As James Kessler QC and Charlotte Ford state in paragraph 21.50 and footnote 105 of ‘Drafting Trusts and Will Trusts’ (13 ed),

In the absence of an express power of appropriation under the terms of a will, ‘[the] powers conferred by the general law are inadequate … (1) Section 41 AEA 1925 confers the power on personal representatives, but not on trustees, (2) Section 7 TOLATA 1996 confers a power of appropriation in relation to land in England and Wales. (3) Section 15(b) TA 1925 confers power to sever and apportion “blended trust funds or property”. It is considered that this gives trustees power to appropriate whenever trustees hold trust property in undivided shares – so the power overlaps with (1) and (2) above. This is significant since this power (unlike the above) does not require any beneficiary to consent. (4) The extent to which the common law allows appropriation is unclear. The old cases are discussed in Kane v Radley-Kane [1999] Ch 274.’

It is also worth noting that:
An appropriation cannot take place if the value of the asset exceeds the entitlement of the beneficiary (although the beneficiary could purchase the asset from the personal representatives).

Had there been a purchase by a person connected with the trustee, then ‘in practice it is prudent for trustees to consider seeking the consent of the beneficiaries or the directions and if necessary sanction of the court before selling trust property to their spouses (or civil partners).’ [Lewin, paragraph 20-77] – where the trustees include a professional trustee (such as a solicitor) a trustee resolution or minute should therefore have been drafted to record the seeking of consent/directions in default of which the evidential presumption is that no such consent or directions were in fact sought.
‘The traditional way of dealing with residuary gifts is to vest the residue in the trustees on trust for sale with power to postpone the sale. Where there is an outright gift of residue and no continuing trust will come into being, it may be better to vest the residue in trustees but to rely upon the powers of executors to give effect to the terms of the will. Where the residuary estate will or may be subject to a trust, it is suggested that it is vested in the trustees on an express trust for sale with power to postpone the sale. In the case of land, a power to postpone the sale is implied by Trusts of Land and Appointment of Trustees Act 1996, s4 but it may be desirable to include an express power to postpone for the personalty which, invariably, will form part of the residuary estate … It is in many cases not necessary to include an express trust for sale but many practitioners continue to do so and lay executors often appreciate an express statement of their powers …

[For example, Precedent Form 11.1 (Creation of trust for sale with debts, inheritance tax etc to be paid out of proceeds) provides],
“My Trustees shall hold [the rest of] my estate on trust for sale [with power to postpone sale] to pay executorship expenses and debts … and any inheritance tax in respect of property passing under this will”.’ Parker’s Modern Will Precedents 7th Ed (2011) by Michael Waterworth.

As Professor Lesley King [‘King’] states in paragraph 8.9.2 of the ‘Probate Practitioners Handbook’ published by the Law Society (April 2018), whilst, ‘Every trust for sale of land created by a disposition on or after 1 January 1997 has an implied power for the trustees to postpone sale.

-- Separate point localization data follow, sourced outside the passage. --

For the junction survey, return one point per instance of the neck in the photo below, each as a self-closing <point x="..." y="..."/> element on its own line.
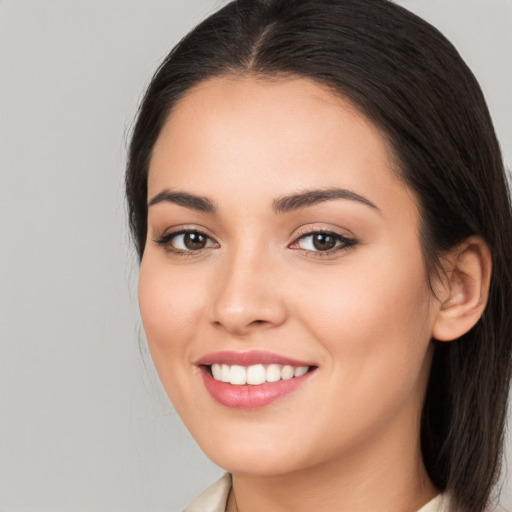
<point x="386" y="476"/>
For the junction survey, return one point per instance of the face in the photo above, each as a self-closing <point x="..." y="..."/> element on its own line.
<point x="283" y="250"/>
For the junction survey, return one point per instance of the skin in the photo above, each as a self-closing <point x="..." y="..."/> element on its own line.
<point x="348" y="438"/>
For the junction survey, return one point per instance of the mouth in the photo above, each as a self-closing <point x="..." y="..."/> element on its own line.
<point x="252" y="380"/>
<point x="255" y="374"/>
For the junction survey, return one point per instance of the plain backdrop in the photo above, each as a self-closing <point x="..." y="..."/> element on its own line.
<point x="84" y="423"/>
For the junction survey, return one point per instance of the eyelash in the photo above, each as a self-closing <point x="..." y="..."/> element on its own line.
<point x="343" y="243"/>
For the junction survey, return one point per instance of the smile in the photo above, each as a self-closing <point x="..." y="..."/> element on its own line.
<point x="251" y="380"/>
<point x="255" y="374"/>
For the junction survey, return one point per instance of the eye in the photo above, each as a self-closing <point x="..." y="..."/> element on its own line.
<point x="323" y="242"/>
<point x="186" y="241"/>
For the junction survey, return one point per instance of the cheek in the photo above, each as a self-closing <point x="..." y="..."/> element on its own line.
<point x="375" y="323"/>
<point x="170" y="305"/>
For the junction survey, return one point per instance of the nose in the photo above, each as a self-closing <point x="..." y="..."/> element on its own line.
<point x="247" y="295"/>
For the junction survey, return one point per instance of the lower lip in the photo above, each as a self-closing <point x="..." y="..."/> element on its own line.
<point x="249" y="396"/>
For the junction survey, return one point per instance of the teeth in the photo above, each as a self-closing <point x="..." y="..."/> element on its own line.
<point x="255" y="374"/>
<point x="273" y="373"/>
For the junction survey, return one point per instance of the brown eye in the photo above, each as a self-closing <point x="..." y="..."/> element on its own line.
<point x="194" y="241"/>
<point x="186" y="241"/>
<point x="323" y="242"/>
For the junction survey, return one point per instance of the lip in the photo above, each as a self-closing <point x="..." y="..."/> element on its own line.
<point x="249" y="358"/>
<point x="250" y="396"/>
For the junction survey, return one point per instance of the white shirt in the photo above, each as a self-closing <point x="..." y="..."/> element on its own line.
<point x="215" y="497"/>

Property of an intestate is no longer held on a trust for sale. Before [TLATA came into force on 1 January 1997] it was standard practice to include an express trust for sale (with power to postpone sale) to avoid the complication of the Settled Land Act 1925. It is no longer necessary to include a trust for sale for this reason. Trustees of a ‘trust of land’ as defined by TLATA 1996 have all the powers of an absolute owner, including sale. [However, there is] some point to including an express trust for sale to deal with the possibility of a continuing trust of personalty … Where a will creates a continuing trust, s.11 [TLATA] imposes an obligation on trustees of land to consult beneficiaries of full age with an interest in possession when exercising any function in respect of land’.

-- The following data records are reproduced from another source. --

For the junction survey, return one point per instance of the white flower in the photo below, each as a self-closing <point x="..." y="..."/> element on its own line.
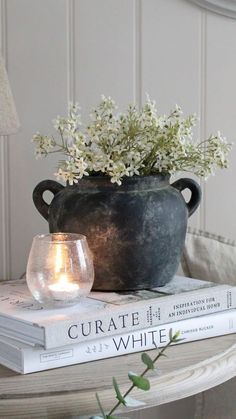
<point x="134" y="143"/>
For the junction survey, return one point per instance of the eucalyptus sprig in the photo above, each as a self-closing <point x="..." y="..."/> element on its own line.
<point x="138" y="380"/>
<point x="134" y="143"/>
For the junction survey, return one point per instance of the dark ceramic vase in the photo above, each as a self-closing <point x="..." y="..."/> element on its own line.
<point x="136" y="231"/>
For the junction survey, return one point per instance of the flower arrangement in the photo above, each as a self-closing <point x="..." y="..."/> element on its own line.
<point x="135" y="143"/>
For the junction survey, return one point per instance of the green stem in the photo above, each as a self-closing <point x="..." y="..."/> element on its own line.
<point x="143" y="373"/>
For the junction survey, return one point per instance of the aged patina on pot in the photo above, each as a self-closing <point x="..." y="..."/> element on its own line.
<point x="136" y="231"/>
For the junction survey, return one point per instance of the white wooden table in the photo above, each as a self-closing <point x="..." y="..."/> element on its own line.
<point x="61" y="393"/>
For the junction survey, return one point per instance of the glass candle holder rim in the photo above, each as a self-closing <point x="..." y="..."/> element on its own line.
<point x="73" y="237"/>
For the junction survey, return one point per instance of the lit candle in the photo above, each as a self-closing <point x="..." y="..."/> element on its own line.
<point x="63" y="289"/>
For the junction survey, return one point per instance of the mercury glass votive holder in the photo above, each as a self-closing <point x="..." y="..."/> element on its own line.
<point x="60" y="269"/>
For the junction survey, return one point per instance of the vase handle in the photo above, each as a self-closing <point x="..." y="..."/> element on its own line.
<point x="192" y="185"/>
<point x="45" y="185"/>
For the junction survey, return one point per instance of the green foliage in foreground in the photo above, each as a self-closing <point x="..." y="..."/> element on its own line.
<point x="138" y="381"/>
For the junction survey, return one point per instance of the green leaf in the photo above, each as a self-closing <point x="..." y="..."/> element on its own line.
<point x="139" y="382"/>
<point x="100" y="407"/>
<point x="131" y="402"/>
<point x="118" y="393"/>
<point x="147" y="361"/>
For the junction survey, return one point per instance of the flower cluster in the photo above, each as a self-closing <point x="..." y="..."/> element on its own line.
<point x="135" y="143"/>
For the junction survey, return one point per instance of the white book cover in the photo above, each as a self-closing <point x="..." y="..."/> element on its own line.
<point x="25" y="358"/>
<point x="106" y="314"/>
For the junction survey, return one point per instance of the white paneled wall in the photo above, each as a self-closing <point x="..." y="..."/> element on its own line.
<point x="58" y="51"/>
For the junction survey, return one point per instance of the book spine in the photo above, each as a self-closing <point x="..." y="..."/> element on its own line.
<point x="140" y="315"/>
<point x="37" y="359"/>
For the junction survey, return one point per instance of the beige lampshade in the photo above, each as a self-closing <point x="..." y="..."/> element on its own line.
<point x="9" y="122"/>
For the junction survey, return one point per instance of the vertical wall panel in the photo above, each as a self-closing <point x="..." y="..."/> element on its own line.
<point x="37" y="51"/>
<point x="2" y="241"/>
<point x="221" y="114"/>
<point x="171" y="57"/>
<point x="4" y="166"/>
<point x="104" y="51"/>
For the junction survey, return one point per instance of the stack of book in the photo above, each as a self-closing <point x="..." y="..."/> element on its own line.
<point x="105" y="325"/>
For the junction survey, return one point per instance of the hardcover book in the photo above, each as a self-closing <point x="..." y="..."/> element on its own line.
<point x="106" y="314"/>
<point x="24" y="358"/>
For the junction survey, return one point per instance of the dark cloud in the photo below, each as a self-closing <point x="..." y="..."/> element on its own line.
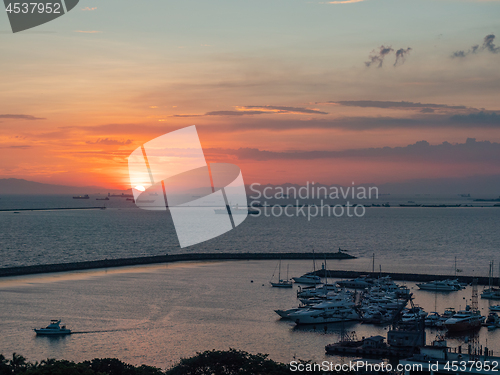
<point x="478" y="118"/>
<point x="21" y="117"/>
<point x="377" y="57"/>
<point x="488" y="45"/>
<point x="395" y="105"/>
<point x="401" y="55"/>
<point x="470" y="151"/>
<point x="109" y="142"/>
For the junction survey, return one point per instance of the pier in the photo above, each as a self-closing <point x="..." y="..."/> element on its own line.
<point x="52" y="209"/>
<point x="123" y="262"/>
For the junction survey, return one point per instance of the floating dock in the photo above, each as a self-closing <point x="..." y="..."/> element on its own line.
<point x="123" y="262"/>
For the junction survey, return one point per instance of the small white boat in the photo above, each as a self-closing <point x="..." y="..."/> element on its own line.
<point x="53" y="329"/>
<point x="491" y="293"/>
<point x="464" y="321"/>
<point x="440" y="286"/>
<point x="307" y="279"/>
<point x="282" y="283"/>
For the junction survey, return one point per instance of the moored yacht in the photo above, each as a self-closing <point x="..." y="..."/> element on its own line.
<point x="491" y="293"/>
<point x="440" y="286"/>
<point x="464" y="321"/>
<point x="307" y="279"/>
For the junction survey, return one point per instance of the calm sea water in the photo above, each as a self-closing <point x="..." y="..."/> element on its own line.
<point x="158" y="314"/>
<point x="424" y="240"/>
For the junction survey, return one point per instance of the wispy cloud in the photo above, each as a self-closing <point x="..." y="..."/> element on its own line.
<point x="481" y="118"/>
<point x="109" y="142"/>
<point x="344" y="2"/>
<point x="470" y="151"/>
<point x="488" y="46"/>
<point x="21" y="117"/>
<point x="423" y="107"/>
<point x="88" y="31"/>
<point x="259" y="110"/>
<point x="377" y="56"/>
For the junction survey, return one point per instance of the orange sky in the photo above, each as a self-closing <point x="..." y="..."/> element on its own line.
<point x="283" y="98"/>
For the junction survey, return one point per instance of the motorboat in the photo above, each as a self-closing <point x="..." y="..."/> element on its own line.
<point x="53" y="329"/>
<point x="465" y="320"/>
<point x="440" y="286"/>
<point x="358" y="283"/>
<point x="282" y="283"/>
<point x="307" y="279"/>
<point x="326" y="313"/>
<point x="491" y="293"/>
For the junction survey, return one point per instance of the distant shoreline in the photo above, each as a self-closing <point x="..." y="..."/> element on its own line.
<point x="123" y="262"/>
<point x="334" y="274"/>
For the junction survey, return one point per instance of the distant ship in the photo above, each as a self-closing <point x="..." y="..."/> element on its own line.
<point x="235" y="210"/>
<point x="122" y="195"/>
<point x="53" y="329"/>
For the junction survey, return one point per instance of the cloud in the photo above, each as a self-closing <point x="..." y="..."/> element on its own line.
<point x="470" y="151"/>
<point x="259" y="110"/>
<point x="283" y="109"/>
<point x="22" y="117"/>
<point x="478" y="118"/>
<point x="401" y="55"/>
<point x="377" y="57"/>
<point x="234" y="113"/>
<point x="424" y="107"/>
<point x="488" y="46"/>
<point x="344" y="2"/>
<point x="109" y="142"/>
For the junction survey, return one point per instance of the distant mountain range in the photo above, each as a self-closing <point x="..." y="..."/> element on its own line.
<point x="20" y="186"/>
<point x="476" y="185"/>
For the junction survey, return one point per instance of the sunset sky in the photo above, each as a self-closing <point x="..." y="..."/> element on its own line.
<point x="290" y="91"/>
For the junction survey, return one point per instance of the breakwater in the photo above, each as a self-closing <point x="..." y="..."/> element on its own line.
<point x="52" y="209"/>
<point x="416" y="277"/>
<point x="110" y="263"/>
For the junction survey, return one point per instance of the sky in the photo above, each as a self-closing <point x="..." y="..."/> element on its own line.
<point x="371" y="91"/>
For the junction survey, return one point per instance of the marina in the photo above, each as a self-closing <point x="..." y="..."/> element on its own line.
<point x="197" y="314"/>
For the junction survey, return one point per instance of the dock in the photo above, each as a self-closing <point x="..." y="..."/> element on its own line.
<point x="415" y="277"/>
<point x="124" y="262"/>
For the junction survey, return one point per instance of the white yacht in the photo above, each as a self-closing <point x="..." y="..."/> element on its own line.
<point x="307" y="279"/>
<point x="358" y="283"/>
<point x="325" y="315"/>
<point x="464" y="321"/>
<point x="440" y="286"/>
<point x="53" y="329"/>
<point x="491" y="293"/>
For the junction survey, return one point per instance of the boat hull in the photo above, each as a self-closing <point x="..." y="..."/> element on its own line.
<point x="45" y="332"/>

‘Once the PR has ascertained the amount of residue available to the residuary beneficiary and, if appropriate, obtained approval of the estate accounts it is likely that the PR then holds the remaining assets as trustee. If, however, other assets or liabilities were discovered, the PR would have to deal with these assets or liabilities as PR since that office is never lost.’ [King, paragraph 8.10.1].